The sparrows work best on inexperienced prisoners, say security sources. Former Shin Bet Director Carmi Gillon says the technique takes advantage of a prisoner’s emotional needs.
“You are quite lonely when you are in custody,” Gillon said. “You need to talk to somebody. There are fundamentalist Muslims from Hamas or Hezbollah who have their prayers. But if you are somebody different, I say normal, you need to talk to somebody.”
Abdel Sattar Kassem, a Palestinian professor and former prisoner, says he met Rajoub, the former collaborator, in a cell full of sparrows in 1981. Kassem had spent nine days in solitary confinement, several without food, he says, and Israeli interrogation sessions. The sparrows welcomed him warmly.
“I ate and had very full stomach,” Kassem said in his hilltop home near Nablus, looking satisfied even with the memory. “Then somebody said doctor, I want to talk to you. He told me he was the head of that room. And he was very pleased to see me.”
Kassem says he confessed nothing because he had heard about this trick. In fact, he’d heard that Rajoub helped start the sparrow interrogations, a claim Rajoub also makes.

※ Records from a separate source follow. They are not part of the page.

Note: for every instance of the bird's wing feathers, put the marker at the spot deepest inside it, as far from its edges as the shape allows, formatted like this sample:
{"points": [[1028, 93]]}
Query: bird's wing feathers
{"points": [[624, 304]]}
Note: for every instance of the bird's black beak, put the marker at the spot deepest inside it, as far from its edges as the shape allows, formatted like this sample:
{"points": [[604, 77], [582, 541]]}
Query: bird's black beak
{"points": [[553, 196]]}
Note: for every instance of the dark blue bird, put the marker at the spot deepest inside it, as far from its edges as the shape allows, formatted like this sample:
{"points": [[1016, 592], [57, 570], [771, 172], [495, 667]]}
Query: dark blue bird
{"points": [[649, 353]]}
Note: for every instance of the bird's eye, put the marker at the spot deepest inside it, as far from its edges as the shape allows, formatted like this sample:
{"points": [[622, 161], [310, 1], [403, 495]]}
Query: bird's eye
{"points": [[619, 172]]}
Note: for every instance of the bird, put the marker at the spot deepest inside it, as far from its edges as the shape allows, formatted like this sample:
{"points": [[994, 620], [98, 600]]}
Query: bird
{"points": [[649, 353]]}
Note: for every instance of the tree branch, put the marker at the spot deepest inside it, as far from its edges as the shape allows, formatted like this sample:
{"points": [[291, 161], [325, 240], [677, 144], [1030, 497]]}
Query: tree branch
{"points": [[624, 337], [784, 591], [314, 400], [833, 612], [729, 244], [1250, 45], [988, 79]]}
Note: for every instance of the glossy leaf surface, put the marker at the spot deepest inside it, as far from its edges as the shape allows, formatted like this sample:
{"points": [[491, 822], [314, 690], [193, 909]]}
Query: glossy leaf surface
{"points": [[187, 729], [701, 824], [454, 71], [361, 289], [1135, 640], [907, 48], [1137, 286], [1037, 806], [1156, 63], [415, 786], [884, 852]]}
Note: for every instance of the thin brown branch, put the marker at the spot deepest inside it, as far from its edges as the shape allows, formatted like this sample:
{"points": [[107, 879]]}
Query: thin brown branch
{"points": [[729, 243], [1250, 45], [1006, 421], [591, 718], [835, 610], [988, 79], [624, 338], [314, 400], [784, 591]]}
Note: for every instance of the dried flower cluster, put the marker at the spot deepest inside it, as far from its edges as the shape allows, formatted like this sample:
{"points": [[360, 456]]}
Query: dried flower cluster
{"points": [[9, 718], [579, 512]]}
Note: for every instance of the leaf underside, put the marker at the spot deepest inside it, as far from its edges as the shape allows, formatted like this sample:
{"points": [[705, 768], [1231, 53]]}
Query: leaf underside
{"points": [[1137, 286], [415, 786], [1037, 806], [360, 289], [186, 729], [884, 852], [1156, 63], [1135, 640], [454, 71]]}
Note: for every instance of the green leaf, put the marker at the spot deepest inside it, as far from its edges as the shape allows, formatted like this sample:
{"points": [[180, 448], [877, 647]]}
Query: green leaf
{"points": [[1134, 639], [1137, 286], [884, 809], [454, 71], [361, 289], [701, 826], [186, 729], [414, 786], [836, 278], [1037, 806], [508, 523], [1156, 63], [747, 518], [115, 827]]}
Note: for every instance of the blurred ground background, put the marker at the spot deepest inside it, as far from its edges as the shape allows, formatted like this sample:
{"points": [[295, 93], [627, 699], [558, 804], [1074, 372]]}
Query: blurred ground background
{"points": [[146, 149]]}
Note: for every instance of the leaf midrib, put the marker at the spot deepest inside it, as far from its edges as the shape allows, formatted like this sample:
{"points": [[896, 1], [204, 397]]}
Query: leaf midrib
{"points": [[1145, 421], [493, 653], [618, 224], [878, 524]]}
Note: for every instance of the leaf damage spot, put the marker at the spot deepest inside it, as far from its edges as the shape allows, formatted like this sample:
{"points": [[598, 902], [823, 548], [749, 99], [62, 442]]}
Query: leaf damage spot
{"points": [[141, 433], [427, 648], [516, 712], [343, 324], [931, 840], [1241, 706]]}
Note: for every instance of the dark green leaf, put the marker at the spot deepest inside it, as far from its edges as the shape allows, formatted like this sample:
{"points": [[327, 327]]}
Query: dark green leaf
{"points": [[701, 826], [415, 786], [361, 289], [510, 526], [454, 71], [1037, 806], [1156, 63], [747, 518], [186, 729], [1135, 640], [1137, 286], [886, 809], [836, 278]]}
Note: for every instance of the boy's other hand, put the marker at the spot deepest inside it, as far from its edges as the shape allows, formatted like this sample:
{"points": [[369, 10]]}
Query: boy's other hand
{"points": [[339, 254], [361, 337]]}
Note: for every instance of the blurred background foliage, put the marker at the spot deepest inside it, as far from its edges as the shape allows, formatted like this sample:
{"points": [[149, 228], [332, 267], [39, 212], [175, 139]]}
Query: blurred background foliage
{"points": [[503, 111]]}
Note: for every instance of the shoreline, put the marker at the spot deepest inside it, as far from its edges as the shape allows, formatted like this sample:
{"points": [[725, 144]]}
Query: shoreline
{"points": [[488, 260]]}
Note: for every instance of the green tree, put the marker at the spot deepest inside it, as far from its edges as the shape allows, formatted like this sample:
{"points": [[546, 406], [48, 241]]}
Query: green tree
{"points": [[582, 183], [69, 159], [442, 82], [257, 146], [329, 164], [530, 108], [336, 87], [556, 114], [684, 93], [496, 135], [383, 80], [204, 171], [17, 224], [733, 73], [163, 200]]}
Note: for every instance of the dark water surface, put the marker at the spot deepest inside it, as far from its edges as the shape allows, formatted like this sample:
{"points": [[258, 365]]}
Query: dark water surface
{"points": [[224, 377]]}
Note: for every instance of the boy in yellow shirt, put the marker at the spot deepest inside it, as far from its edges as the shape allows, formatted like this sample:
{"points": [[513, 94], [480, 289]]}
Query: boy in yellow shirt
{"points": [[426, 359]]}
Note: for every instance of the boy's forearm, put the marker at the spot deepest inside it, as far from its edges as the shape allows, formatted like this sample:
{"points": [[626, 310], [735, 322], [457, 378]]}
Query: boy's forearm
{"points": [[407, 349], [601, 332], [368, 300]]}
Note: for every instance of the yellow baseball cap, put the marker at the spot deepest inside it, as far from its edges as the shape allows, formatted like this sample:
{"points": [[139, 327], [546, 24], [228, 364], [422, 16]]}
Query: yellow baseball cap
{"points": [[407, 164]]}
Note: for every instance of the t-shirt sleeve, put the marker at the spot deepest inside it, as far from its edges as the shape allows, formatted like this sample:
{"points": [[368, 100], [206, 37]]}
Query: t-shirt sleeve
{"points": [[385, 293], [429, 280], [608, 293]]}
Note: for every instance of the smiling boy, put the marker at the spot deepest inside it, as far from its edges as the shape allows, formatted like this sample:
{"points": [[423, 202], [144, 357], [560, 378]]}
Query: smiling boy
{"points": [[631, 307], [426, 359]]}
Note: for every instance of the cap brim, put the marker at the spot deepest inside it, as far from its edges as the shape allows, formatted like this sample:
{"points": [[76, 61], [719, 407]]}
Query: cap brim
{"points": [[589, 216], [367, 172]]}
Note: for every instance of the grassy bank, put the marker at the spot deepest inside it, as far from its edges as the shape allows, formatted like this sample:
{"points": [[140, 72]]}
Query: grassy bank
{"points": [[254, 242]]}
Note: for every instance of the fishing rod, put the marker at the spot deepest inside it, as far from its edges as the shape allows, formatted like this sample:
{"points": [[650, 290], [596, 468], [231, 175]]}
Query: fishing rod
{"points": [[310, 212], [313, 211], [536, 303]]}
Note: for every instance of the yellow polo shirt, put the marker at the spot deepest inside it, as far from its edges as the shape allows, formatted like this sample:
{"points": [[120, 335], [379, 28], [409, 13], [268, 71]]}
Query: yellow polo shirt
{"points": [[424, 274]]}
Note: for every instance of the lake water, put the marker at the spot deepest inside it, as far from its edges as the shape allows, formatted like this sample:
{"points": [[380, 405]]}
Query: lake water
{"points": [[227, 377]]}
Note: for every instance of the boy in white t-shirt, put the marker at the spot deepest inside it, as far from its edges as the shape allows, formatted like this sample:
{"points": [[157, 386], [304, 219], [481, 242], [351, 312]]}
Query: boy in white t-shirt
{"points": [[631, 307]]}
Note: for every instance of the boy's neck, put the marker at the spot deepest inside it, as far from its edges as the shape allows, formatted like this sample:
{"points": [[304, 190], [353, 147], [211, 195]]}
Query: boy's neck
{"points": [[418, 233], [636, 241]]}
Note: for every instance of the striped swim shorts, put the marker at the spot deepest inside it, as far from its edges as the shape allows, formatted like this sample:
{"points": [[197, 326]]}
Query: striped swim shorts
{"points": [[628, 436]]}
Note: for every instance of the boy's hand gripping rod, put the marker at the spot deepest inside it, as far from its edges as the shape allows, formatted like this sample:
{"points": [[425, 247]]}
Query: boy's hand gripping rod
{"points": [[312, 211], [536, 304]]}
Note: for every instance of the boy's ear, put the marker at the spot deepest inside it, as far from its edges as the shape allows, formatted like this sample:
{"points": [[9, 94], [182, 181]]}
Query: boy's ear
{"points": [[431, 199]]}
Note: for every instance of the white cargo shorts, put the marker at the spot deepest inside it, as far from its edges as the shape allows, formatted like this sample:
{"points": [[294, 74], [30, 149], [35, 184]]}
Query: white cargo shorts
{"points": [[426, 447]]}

Bringing Shame To The Family
Israeli security sources won’t confirm that, or anything about Rajoub. But a Palestinian politician and relative of Abdel Hamid el-Rajoub will.
“It’s shameful for me,” says Nayef Rajoub, a member of the nonoperational Palestinian Legislative Council. “It’s shameful for all the Palestinian people. But yes, he is the one.”
Nayef Rajoub supports Hamas, the Palestinian faction that controls the Gaza Strip and is at odds with Fatah, which runs Palestinian affairs in the West Bank. But he says passing information to Israel is wrong. “You want to criticize Fatah, go ahead, do it in a clear, clean way,” he says. “Don’t explain to Israelis the secrets of Fatah. This is not acceptable. No Palestinian would approve of that.”
But Rajoub the sparrow is proud of whatever he did against the organization that he felt wronged him, a Palestinian patriot.
“I don’t care if I helped put people in prison,” Rajoub says. “My work was to persuade them to talk. It wasn’t up to me what happened after that.”
Rajoub now lives in Israel. He’s been out of prison for several decades and says he is no longer an informant. But he is still working for an independent state of Palestine.